Having a fighter’s heart, having gameness, is about knowing yourself and not being afraid of losing. You become a better version of yourself. Nobility is a by-product of that attitude, just like love is a by-product of aggression.

 

 

 

 

 

Kimmel gets a little personal when he writes about “a new subgenre of travel literature” where “the journeyman/writer/hero” is “testing manhood in a Land Rover.” He talks about that kind of literature as a way to prove masculinity and to escape the dangerously feminine city, and his voice is dripping with sarcasm. I’d never talk that way to him.

 

Luckily, I can easily refute that statement. I do things out of a genuine interest, a desire for knowledge, a deep and abiding curiosity that I think is the birthright, the God-given duty, of a citizen of the world.

 

You could argue that I have just been dabbling—fighting got me a book deal. I don’t want to be pigeonholed as a fight writer for the rest of my life.

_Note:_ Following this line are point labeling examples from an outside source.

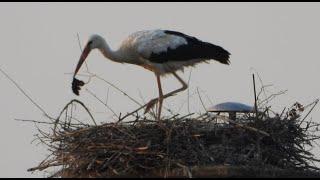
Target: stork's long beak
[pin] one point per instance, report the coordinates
(76, 84)
(83, 57)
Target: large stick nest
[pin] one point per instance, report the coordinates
(204, 146)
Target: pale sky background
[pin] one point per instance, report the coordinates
(39, 46)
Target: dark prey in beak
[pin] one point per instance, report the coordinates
(76, 85)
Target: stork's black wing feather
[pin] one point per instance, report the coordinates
(194, 49)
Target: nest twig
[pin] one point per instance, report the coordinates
(145, 148)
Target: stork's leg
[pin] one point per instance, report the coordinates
(160, 97)
(154, 101)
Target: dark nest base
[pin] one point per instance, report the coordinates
(185, 147)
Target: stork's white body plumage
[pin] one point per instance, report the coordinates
(160, 51)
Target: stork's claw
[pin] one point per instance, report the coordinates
(150, 105)
(76, 85)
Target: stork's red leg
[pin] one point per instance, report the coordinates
(154, 101)
(160, 97)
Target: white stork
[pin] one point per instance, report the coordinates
(160, 51)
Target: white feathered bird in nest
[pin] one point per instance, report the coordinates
(160, 51)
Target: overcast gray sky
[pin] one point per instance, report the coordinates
(39, 46)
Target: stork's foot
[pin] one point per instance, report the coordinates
(150, 105)
(76, 85)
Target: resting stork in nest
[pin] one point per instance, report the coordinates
(160, 51)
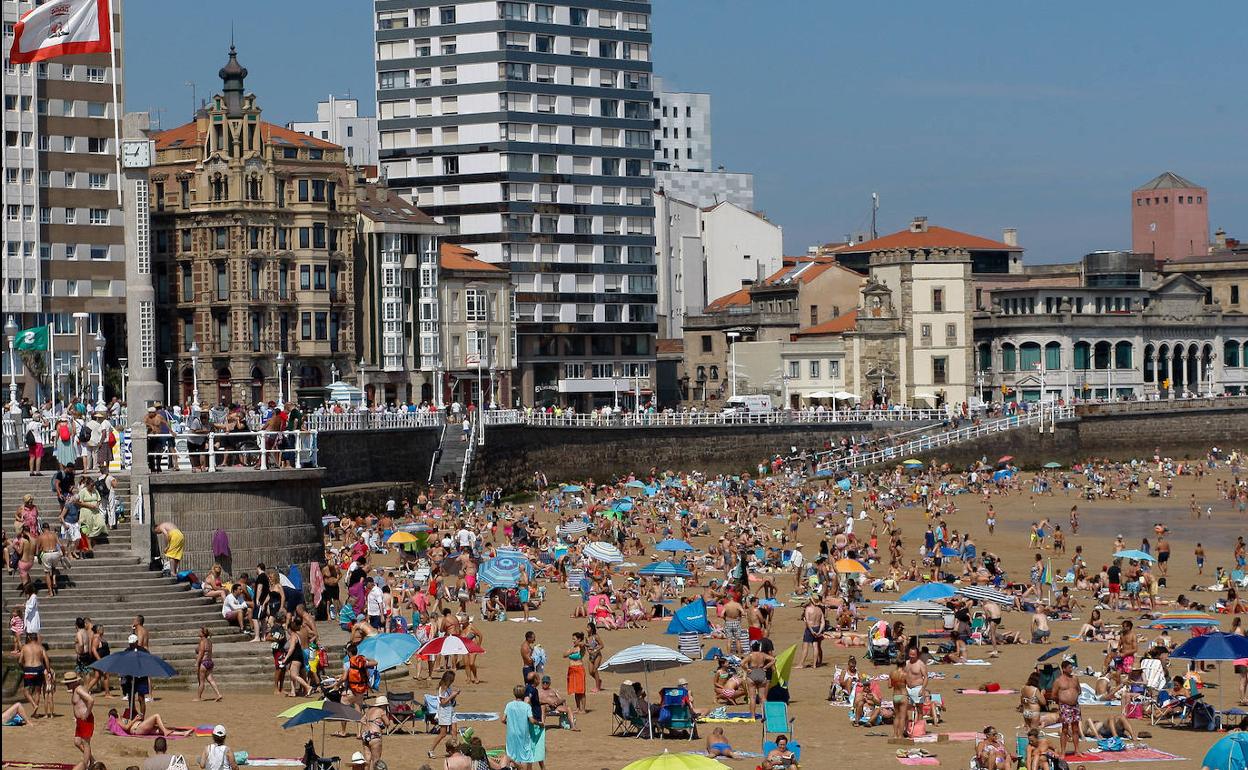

But I’m not done with fighting, I know that. I doubt I ever will be, completely. It’s been six years and seven continents since I first fought in Thailand, and although I’m desperate for a break, I know I’ll be back in a gym somewhere, getting pounded on, before too long.

 

 

 

 

 

Cormac McCarthy wrote a book called Blood Meridian in which the character of the judge makes an argument that war is the most essential of human activities. He starts by saying that men are born for games, and that everybody, even children, know that “play is nobler than work.” If that is true, says the judge, then what changes the quality of the game but the stakes? And what could be a more valuable stake than your life? So war, the game you play with your life, is the greatest of human endeavors.